Тогами ещё спал, каким-то удивительным образом без видимого дискомфорта умостившись на узком диване, причём крепко. Комаэде незачем было его будить. Он птичьим шагом дошёл до ванной.

Прямо сейчас Комаэда нуждался в том, чтобы в порядке было хоть что-то. Он уставился на собственное отражение в зеркале: опухшие веки тяжело свисали над глазами и под ними, волосы спутались в колтуны; одежда, так и оставшаяся на нём со вчерашнего дня, выглядела, как несвежая постель. Недолго думая, он начал брезгливо стягивать её. Сменных вещей у Комаэды с собой не было, но ему больше было нужно запихнуть в них обратно сменного себя.

Приняв душ, он вернулся в комнату. Тогами по-прежнему спал и не пошевелился, когда Нагито осторожно прошёл мимо дивана к двери. Он немного помедлил, стоя на пороге, чтобы закрыть её за собой достаточно тихо и вспомнить направление. Ещё влажные, высушенные одним полотенцем волосы пробрали его ветром до самого черепа. Комаэда поёжился и натянул на голову капюшон, чтобы согреться, но иной холод уже спускался вниз, пересчитывая его позвонки.

Вокруг не было ни души в далёком шуме прибоя, который лишь немного иначе воплощал тишину. Комаэда остановился у коттеджа Хаджиме. Цумики могла спать или до сих пор ухаживать за Хинатой, и в обоих случаях визит Комаэды был бы некстати (он ничего не мог поделать с этим никчёмным пробуждающимся ощущением, что всё его существование было чертовски некстати), но он больше не мог ждать, не мог бегать и прятаться; он был готов сесть под дверью и снова терпеливо ждать, если она не откроется перед ним прямо сейчас.

Комаэда тихо постучал. Если Цумики действительно спала, это не должно было её потревожить. Он ждал: несколько дольше, чем разумно ждать, потому что больше идти ему было некуда. И когда он на это уже не надеялся, дверь всё-таки открылась.

— Комаэда-сан? – тихо поприветствовала его медсестра. Она выглядела не шибко энергичной, но достаточно бодрой; возможно, у неё был шанс отдохнуть или даже немного поспать до этого. — Тебе уже лучше?

— Да, и прости, что тебе пришлось беспокоиться ещё и обо мне, – ответил Комаэда тактично, но с явным намерением закрыть эту тему. — Я могу войти?

— Да, конечно, – настолько без колебаний, что Комаэда едва не растерялся, Цумики отошла в сторону, давая ему пройти.

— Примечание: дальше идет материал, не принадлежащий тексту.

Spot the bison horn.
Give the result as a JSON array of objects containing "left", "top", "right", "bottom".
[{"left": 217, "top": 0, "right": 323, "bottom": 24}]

Распахнутое окно пропускало в комнату бледный, едва занявшийся рассвет, но по тому, как душно было внутри всё равно, Комаэда предположил, что открыли его незадолго до его прихода. Почти ничего не напоминало о полном кавардаке, творившемся здесь вчера: немногие медикаменты медсестра аккуратно расставила в ряд на подоконнике, постель была свежей и аккуратной.

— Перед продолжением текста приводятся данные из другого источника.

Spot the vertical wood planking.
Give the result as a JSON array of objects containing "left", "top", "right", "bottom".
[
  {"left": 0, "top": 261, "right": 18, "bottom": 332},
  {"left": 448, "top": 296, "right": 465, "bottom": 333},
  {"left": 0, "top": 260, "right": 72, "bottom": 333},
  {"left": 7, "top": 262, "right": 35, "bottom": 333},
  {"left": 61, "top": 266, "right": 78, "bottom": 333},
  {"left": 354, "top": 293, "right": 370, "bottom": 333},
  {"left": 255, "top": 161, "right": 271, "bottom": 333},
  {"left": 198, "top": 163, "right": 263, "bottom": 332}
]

И он был здесь, всё там же, и Комаэда не мог отвести расcеянный взгляд, но в то же время что-то мешало ему вглядеться как следует.

— Честно говоря, я рада, что ты пришёл, – сказала Цумики. — Мне нужно сходить к себе... и заодно взять что-нибудь на завтрак.

— Я могу всё принести, – вызвался Комаэда.

— Нет-нет, – неловко возразила она, – я справлюсь сама, но хотела попросить тебя остаться здесь.

— Тебе виднее, – у Комаэды не было цели ставить под сомнения разумность медсестры, так что не было и причин спорить дальше.

Она ушла так быстро, что Нагито даже не успел поинтересоваться состоянием Хаджиме, но теперь, когда они остались наедине, он мог лишь проверить его сам. До сих пор со стороны кровати Комаэда не уловил ни звука, ни шевеления, так что, должно быть, тот спал, или был без сознания, что не одно и то же, учитывая его положение.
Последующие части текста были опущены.